How to Get over a Breakup without Letting it Break You

How to Get over a Breakup

Breakups always hurt. You could be a teenager who had her first breakup. You could be a grown-up woman who has been there, done that quite a few times already. But a breakup hurts like it’s your first, every single time. And although you need to go through it to come out of it, it doesn’t always have to be so hard.

How to get over a breakup

Follow the tips given below to ensure that those breakup blues don’t last for too long:

1. Accept that it Happened

Now it can be really hard to accept that the man you thought was the love of your life, has left you. So it’s quite obvious that you will be in denial for the initial few days. You’ll check your phone a hundred times throughout the day, waiting for his text or call. It’ll seem not like a “breakup” but a “break” initially.

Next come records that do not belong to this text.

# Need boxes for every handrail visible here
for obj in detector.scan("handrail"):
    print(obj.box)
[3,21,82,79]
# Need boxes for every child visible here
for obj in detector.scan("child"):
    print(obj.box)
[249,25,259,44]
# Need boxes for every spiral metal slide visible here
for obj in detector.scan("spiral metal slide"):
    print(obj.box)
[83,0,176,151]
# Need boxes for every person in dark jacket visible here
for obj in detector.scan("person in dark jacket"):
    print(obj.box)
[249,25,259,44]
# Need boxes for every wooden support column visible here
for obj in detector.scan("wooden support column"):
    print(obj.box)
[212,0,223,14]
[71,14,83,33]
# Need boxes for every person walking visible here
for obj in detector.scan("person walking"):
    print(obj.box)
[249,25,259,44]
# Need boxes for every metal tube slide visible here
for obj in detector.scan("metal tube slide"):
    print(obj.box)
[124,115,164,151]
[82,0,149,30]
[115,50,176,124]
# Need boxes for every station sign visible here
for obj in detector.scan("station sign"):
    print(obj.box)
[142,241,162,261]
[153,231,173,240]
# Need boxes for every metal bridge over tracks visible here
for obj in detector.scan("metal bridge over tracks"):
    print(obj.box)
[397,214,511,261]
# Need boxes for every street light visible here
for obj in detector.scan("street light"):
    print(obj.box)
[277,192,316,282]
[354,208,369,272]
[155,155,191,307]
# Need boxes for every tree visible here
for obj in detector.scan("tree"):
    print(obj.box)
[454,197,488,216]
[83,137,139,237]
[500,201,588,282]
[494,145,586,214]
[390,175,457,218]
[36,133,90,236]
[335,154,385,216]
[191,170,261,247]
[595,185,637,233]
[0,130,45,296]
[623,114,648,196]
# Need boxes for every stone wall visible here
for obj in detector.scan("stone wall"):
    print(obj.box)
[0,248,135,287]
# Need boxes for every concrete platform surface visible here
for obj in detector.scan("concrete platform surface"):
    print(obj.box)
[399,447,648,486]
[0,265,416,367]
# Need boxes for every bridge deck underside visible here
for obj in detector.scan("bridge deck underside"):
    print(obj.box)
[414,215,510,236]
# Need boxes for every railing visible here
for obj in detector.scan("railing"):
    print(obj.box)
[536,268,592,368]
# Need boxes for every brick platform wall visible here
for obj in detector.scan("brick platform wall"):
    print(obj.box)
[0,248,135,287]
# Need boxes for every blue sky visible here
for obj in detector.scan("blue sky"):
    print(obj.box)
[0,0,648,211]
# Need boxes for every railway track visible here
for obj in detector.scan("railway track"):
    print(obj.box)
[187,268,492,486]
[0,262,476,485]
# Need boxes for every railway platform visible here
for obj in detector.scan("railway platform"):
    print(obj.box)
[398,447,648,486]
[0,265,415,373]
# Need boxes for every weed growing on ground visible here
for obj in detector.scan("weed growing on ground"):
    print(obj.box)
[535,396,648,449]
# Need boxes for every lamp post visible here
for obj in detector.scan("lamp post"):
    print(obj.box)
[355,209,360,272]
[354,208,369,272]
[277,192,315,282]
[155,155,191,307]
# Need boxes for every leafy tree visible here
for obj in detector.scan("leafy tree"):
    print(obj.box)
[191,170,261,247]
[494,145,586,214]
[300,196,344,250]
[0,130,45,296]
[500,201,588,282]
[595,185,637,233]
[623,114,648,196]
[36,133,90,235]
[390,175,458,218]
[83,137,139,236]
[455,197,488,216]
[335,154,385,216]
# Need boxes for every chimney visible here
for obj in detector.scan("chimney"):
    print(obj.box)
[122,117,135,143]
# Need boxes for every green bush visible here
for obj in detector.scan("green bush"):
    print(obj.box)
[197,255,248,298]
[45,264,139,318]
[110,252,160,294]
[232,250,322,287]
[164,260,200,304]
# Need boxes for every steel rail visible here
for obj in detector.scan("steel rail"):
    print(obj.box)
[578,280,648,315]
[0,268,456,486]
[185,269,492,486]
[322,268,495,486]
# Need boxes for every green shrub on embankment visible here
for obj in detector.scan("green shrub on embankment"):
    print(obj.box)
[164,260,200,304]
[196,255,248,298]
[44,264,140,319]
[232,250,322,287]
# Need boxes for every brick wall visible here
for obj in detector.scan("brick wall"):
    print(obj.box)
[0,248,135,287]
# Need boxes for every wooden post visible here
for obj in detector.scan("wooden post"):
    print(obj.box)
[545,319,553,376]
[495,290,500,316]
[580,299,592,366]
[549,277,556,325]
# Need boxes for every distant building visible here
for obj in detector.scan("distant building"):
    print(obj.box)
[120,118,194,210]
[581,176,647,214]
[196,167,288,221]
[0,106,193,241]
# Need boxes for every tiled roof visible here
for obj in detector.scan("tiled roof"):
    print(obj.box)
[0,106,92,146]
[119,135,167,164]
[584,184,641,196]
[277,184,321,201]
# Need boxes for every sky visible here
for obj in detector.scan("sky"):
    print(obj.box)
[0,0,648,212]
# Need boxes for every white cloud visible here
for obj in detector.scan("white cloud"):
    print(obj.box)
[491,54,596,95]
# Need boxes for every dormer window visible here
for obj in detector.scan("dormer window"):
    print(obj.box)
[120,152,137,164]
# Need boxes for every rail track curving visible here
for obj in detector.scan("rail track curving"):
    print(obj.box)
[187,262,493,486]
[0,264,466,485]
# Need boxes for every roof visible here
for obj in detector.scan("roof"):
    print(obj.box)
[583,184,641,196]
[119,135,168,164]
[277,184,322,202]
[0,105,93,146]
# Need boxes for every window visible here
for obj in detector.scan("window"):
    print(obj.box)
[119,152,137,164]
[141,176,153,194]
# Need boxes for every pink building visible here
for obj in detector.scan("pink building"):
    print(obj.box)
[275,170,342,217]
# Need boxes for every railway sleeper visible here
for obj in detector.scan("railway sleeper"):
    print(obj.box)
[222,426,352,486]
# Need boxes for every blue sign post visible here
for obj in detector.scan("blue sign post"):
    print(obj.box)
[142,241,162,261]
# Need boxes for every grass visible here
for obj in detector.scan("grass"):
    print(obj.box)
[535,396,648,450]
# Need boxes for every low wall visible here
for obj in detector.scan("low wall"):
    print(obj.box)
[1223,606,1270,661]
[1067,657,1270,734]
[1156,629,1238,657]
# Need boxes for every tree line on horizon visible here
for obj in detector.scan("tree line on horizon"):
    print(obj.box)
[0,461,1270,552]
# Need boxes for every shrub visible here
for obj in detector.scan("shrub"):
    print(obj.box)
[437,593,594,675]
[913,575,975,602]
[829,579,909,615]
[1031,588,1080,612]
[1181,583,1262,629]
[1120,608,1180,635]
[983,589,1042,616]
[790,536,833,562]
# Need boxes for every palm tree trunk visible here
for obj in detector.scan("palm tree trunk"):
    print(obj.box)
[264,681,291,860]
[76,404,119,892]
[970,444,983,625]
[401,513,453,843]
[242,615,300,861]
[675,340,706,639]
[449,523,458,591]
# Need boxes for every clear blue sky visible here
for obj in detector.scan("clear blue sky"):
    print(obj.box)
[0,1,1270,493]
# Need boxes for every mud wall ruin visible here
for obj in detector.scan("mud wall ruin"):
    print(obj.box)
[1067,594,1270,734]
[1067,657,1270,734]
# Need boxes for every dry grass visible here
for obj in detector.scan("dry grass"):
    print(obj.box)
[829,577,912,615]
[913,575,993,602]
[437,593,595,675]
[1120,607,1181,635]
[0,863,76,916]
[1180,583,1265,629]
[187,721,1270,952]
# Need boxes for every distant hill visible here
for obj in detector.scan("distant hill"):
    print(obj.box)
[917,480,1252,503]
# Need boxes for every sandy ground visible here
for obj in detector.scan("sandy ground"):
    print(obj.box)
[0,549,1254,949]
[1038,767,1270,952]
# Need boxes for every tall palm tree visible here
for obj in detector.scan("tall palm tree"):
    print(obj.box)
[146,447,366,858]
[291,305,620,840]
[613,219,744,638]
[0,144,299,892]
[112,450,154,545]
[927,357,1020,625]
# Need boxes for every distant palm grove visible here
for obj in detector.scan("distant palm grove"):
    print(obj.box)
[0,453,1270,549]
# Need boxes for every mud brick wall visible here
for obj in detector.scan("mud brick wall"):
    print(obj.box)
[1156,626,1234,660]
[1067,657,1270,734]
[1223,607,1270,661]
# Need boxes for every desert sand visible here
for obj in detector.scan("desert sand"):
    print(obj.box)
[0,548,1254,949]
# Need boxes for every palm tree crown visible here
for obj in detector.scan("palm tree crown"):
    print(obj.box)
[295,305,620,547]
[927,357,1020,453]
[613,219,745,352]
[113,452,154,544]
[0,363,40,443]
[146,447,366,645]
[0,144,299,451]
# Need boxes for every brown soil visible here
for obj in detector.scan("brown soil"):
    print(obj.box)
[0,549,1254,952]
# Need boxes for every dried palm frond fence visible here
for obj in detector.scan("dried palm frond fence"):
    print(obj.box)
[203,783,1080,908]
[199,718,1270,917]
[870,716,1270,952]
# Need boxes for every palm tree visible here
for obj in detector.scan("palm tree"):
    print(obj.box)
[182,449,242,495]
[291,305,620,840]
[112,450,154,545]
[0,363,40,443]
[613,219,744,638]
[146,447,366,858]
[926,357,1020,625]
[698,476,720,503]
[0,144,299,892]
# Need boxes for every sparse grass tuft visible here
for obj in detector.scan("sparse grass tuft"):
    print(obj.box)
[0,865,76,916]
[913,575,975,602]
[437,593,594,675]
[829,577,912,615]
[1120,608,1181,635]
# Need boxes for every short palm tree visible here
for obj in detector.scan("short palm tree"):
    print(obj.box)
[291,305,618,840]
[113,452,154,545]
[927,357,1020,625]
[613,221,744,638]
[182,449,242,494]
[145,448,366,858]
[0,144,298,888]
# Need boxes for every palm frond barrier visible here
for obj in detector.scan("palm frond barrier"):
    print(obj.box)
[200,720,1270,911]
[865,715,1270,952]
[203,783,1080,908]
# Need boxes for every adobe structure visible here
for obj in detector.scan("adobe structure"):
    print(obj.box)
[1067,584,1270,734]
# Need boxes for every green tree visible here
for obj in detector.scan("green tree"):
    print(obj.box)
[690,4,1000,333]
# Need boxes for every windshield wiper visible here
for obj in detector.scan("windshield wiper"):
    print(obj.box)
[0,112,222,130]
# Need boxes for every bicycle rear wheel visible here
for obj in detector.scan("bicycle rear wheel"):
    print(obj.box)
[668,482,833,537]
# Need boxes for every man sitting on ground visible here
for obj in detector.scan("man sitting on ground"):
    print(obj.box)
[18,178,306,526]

But as the days will pass, you’d realize that this time, he is gone and he is not coming back. That is when it will ACTUALLY hit you and that is when you must accept the reality that you, my dear, are a single woman now.

2. Mourn, but not for too Long

The mourning period is important, after all a relationship you invested so much time, efforts and emotions in, just died. But how long should you grieve, depends, on what was the actual reason behind the breakup; what was the duration of your relationship; and most importantly, was he someone who really loved you and respected you as much as you loved and respected him? Do a little introspection to find the answers.

3. Don’t Let Your Breakup Hit your Sense of Self Worth

It’s very much possible that you might be sitting there curled into a goofball on the couch full of self-hate and self-doubt. You might be trying to find faults within yourself, thinking that maybe you didn’t deserve him and all other thoughts of self-loathing will start to hover over your head. Shake them all off!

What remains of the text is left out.